Cette rupture est fortuite : il est bloqué entre deux étages. Ou entre deux étapes de sa vie. Celle d’avant, dissimulée auprès de celle qu’il aime. Et celle d’après, qui s’ouvre à eux, pleine de promesses. Mais l’ascenseur, qui symbolise la transition entre ces deux vies, est bloqué. Il peut tout de même entrouvrir la porte du dessous, celle de la résolution et de la liberté. Mais il ne peut pas passer. Quant à la porte du dessus, celle d’avant, il n’y a plus accès. Elle est définitivement fermée.

Entre ces deux vies, un mort. Un cadavre. Celui de son mari à elle : Jean Wall. Il n’y a plus de retour possible comme l’indique cet ascenseur coincé entre deux instants : le présent ne bouge plus, immobilisé entre un avenir prometteur mais inaccessible et un passé trop consommé pour revenir.

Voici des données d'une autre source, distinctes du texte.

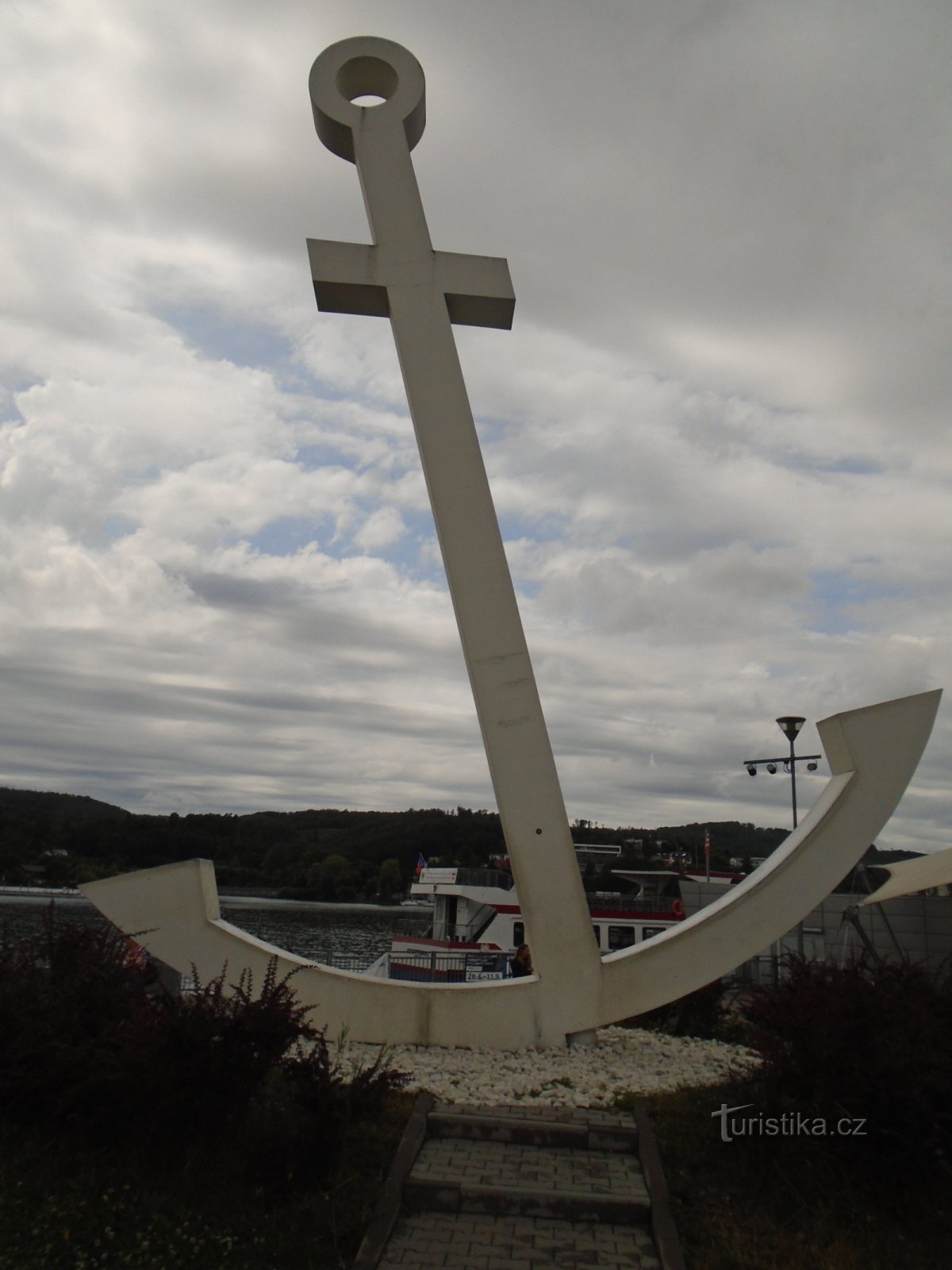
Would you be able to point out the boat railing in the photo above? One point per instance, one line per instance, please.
(630, 903)
(437, 967)
(342, 960)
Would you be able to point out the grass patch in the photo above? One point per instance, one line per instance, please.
(790, 1202)
(838, 1153)
(67, 1206)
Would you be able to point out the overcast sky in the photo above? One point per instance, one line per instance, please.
(717, 433)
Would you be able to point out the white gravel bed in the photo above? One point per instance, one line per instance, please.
(585, 1076)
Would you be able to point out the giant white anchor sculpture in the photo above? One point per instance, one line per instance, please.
(873, 752)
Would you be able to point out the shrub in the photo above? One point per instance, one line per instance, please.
(700, 1014)
(90, 1047)
(861, 1041)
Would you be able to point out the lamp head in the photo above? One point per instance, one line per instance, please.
(791, 725)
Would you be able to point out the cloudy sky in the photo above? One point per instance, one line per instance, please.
(717, 433)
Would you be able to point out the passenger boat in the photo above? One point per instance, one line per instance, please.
(478, 922)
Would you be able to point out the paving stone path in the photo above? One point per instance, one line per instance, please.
(524, 1189)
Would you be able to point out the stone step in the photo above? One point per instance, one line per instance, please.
(455, 1175)
(537, 1127)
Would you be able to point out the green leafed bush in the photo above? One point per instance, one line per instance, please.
(90, 1047)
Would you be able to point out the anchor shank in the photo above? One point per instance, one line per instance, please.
(520, 755)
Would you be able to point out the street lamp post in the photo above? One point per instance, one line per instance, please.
(790, 725)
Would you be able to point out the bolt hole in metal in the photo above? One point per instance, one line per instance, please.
(367, 80)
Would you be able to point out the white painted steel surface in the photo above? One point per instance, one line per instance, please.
(873, 752)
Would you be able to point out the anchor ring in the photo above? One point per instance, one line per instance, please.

Et quand la cabine se libère enfin, c’est pour une troisième voie, qui mène directement à la mort : la sienne (d’où le titre).

 

Et les amoureux ? (Georges Poujouly et Yori Bertin) Ce sont les jouets du destin. C’est l’occasion qui fait qu’il  vole la voiture de l’homme. Elle n’est pas d’accord, mais elle est jeune et elle l’aime, alors elle le suit. Elle le suit vers une autre fausse liberté qui se terminera comme pour l’homme de l’ascenseur, voire pire. Mais en volant la voiture, c’est l’homme de l’ascenseur qu’ils condamnent inéluctablement. Sa seule vraie porte de sortie, la voiture, sera le véritable instrument du destin : c’est elle qui les perd tous, à  chaque fois au mauvais endroit, au mauvais moment.

 

Louis Malle réussit un magnifique film sobre, avec un beau noir et blanc terrible. L’atmosphère, comme les âmes des personnages, est noire, soutenue par la musique (et la trompette) de Miles Davis, sobre, épurée, et mélancolique comme la femme sous la pluie.

 

Superbe.

 

PS : des seconds rôles qui s’épanouiront dans la décennie suivante, citons Jean-Claude Brialy, Charles Denner, et l’incontournable Lino Ventura, en flic, au jeu - là encore - sobre.